Pour Djiba Sovogui, gérant des studios 2K présent depuis 2018, l’impact de l’intelligence artificielle est réel, mais pas catastrophique : « On peut dire que cela a légèrement impacté notre business. Il y a plus de crainte que de mal, en tout cas de mon côté, puisque je n’ai pas encore fait le bilan auprès des autres. »

Selon lui, une grande partie de la clientèle a préféré générer ses images via Gemini. « On a fait la situation par rapport à l’année dernière : il y a eu moins d’engouement sur la semaine. Le flux est resté constant seulement les 1ᵉʳ et 2 octobre. D’habitude, il y a plus d’activité pratiquement une semaine avant la fête », a-t-il fait remarquer.

Pour autant, le photographe ne voit pas dans l’IA une menace absolue : « Ça ne va pas tuer le métier. Ça va l’affecter, oui, mais ça dépend dans quel sens. L’IA n’est pas une chose qui va tout remplacer. C’est un outil qui permet d’améliorer le processus de travail. En tant que photographe, cela peut nous aider à être plus efficaces et à gagner du temps. Mais une chose est claire : ça va remplacer ceux qui ne s’adaptent pas. Tout est une question d’adaptation. »

« L’intelligence a joué sur nous » – Abdallah Condé, Abdallah Photographie.

Du côté d’Abdallah Condé, gérant d’Abdallah Photographie, le constat est similaire : « Cela a un peu joué sur notre marché. Ce sont nos clients clés qui nous ont appelés. Sinon, d’habitude, les gens viennent au studio. Mais cette année, l’intelligence a joué sur nous. »

Malgré cela, il reste confiant : « Cette année n’a pas été comme les autres, mais nous ne sommes pas inquiets. Parce que ce n’est pas pareil. L’intelligence artificielle et la photo, ce n’est pas du tout la même chose. »
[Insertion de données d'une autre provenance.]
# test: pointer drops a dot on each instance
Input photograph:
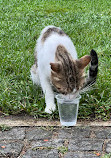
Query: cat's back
(50, 38)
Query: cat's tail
(93, 70)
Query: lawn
(87, 22)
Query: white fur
(45, 55)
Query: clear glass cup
(68, 110)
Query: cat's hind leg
(35, 75)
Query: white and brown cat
(56, 65)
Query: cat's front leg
(49, 95)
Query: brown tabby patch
(50, 31)
(66, 75)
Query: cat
(56, 65)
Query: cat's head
(67, 74)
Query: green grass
(87, 22)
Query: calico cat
(56, 65)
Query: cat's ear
(83, 62)
(56, 67)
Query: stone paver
(108, 147)
(55, 142)
(86, 145)
(80, 155)
(38, 133)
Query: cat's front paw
(50, 108)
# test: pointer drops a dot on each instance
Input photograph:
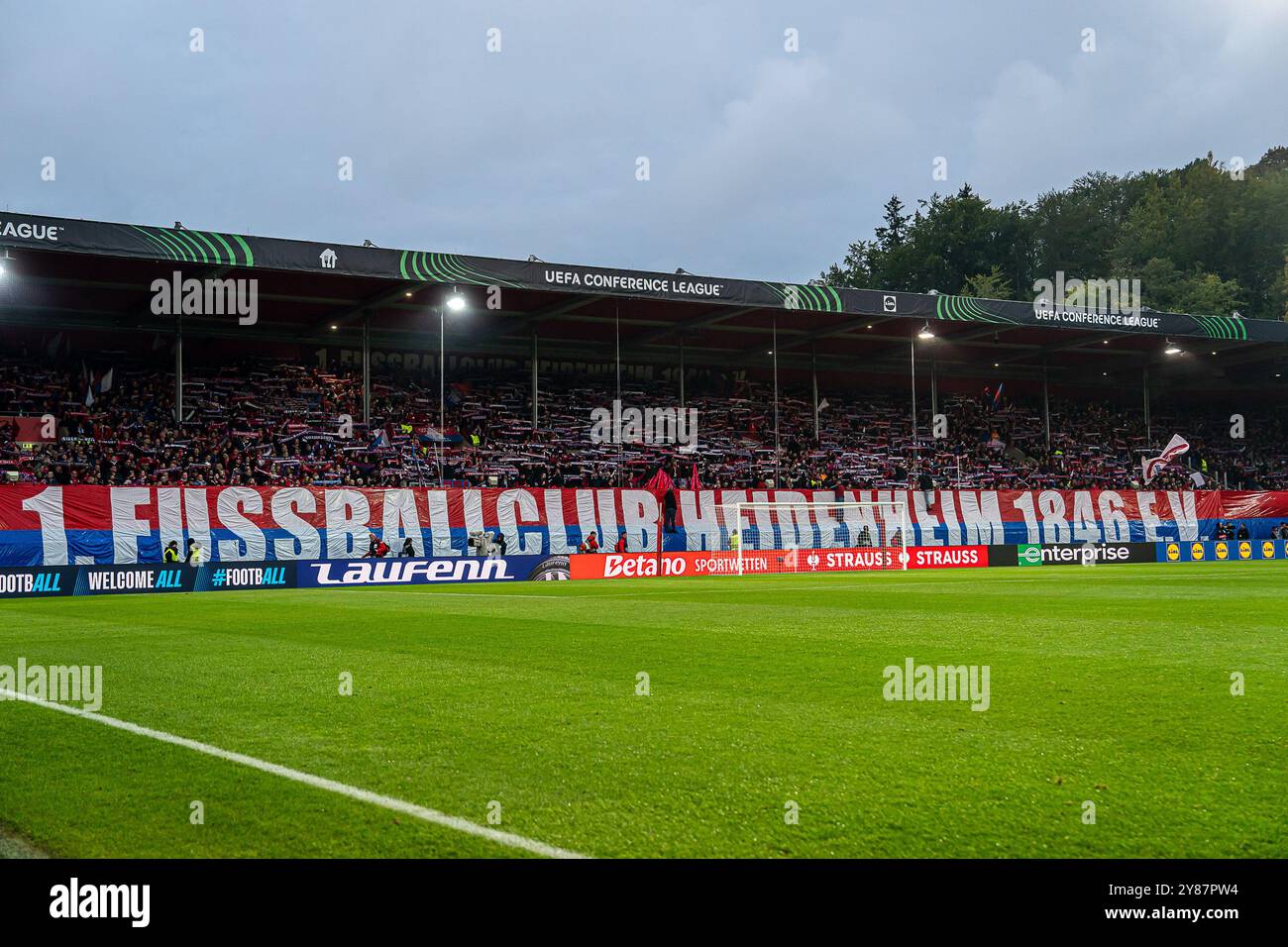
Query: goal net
(815, 536)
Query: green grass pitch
(1111, 684)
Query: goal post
(772, 538)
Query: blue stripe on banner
(25, 547)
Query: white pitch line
(438, 818)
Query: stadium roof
(69, 273)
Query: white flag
(1175, 447)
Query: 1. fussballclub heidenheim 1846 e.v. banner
(44, 525)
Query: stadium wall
(85, 525)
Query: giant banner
(55, 526)
(201, 249)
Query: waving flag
(661, 480)
(1175, 447)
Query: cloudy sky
(763, 162)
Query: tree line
(1203, 239)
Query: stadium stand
(274, 424)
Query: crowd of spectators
(295, 425)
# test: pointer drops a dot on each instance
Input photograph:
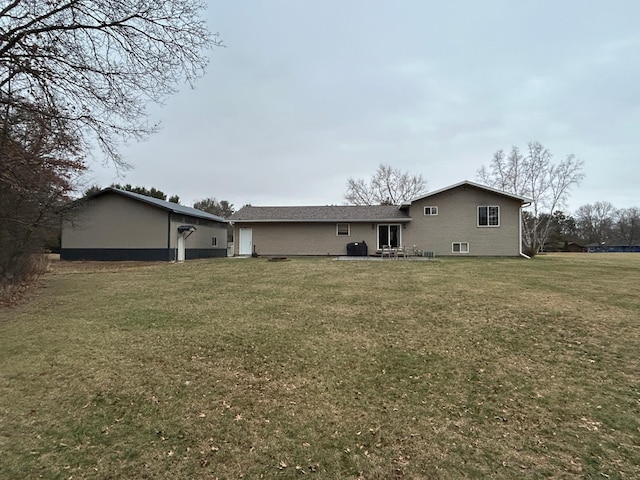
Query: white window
(430, 210)
(489, 216)
(343, 229)
(460, 247)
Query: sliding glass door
(389, 235)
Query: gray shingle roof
(333, 213)
(172, 207)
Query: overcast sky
(307, 94)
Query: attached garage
(118, 225)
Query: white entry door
(246, 241)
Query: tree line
(531, 173)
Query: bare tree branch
(534, 176)
(387, 186)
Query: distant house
(463, 219)
(115, 224)
(613, 247)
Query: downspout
(520, 229)
(169, 236)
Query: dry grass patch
(495, 368)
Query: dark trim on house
(137, 254)
(193, 253)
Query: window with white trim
(460, 247)
(343, 229)
(489, 216)
(430, 210)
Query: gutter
(522, 254)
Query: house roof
(169, 206)
(332, 213)
(474, 185)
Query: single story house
(118, 225)
(615, 246)
(462, 219)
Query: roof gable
(156, 202)
(474, 185)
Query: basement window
(460, 247)
(430, 210)
(343, 229)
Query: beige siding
(202, 237)
(114, 221)
(457, 222)
(282, 239)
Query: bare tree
(535, 176)
(627, 222)
(595, 221)
(93, 65)
(220, 208)
(75, 74)
(388, 186)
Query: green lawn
(246, 368)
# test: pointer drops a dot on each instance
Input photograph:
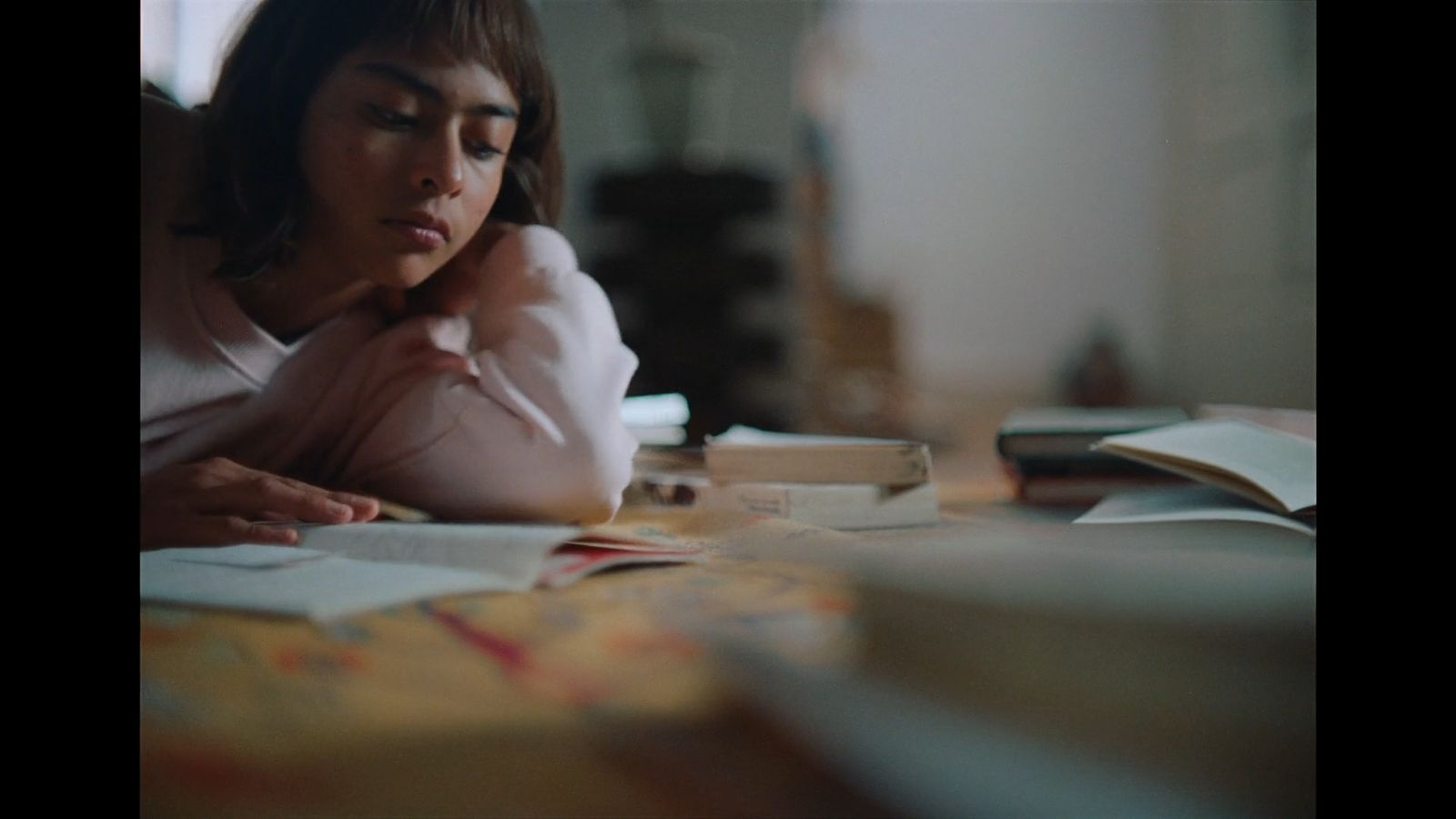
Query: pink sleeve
(538, 433)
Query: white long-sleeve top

« Beaucoup de métiers vont changer, mais dans chaque changement se cache une opportunité. » – Bangali Fofana, Nova NTG.

 

Photographe, réalisateur et designer, Bangali Fofana, gérant de Nova NTG, connaît bien l’intelligence artificielle : « Je connaissais l’intelligence artificielle depuis des années. Je l’utilisais, mais à un moment donné, je me suis dit que ce n’était pas vraiment authentique. Quand tu compares les photos de l’IA à celles prises normalement, on sent la différence, on sent un truc de montage. Ce n’est pas authentique. »

Malgré la tendance, il affirme ne pas avoir ressenti d’impact majeur sur son activité. « Le 2 octobre, par exemple, j’ai eu assez de clients comme d’habitude. Si on parle de menace, ce ne sont pas seulement les photographes : il y a aussi les stylistes, les coiffeuses et les maquilleuses. Parce que quand on utilise Gemini, elle modélise la coiffure, les habits, et même le maquillage », a confié M. Fofana.

Pour lui, l’IA ne doit pas être perçue comme un ennemi, mais comme un allié : « Le photographe qui utilise l’IA ne fait pas moins de l’art, il fait évoluer son art. L’infographe qui s’allie à l’IA devient visionnaire. Et les vidéastes qui instrumentent l’IA ne perdent pas leur métier, ils inventent de nouvelles façons de raconter des histoires. Beaucoup de métiers vont changer, mais dans chaque changement se cache une opportunité. La vraie question est simple : seront-ils de ceux qui subissent ou de ceux qui transforment ? »

« En un mot, il faut apprendre à collaborer avec l’IA, à la prendre comme un outil de travail permettant d’évoluer et de renouveler nos idées. Cela pourra vraiment faire progresser nos métiers », a-t-il clôturé.

Entre inquiétude et espoir

Si l’intelligence artificielle bouscule les repères et modifie les comportements des clients, la plupart des professionnels guinéens refusent le fatalisme. Pour eux, la photographie reste avant tout une affaire de regard, d’émotion et d’humain. L’IA peut être un outil de plus, à condition de savoir s’en servir.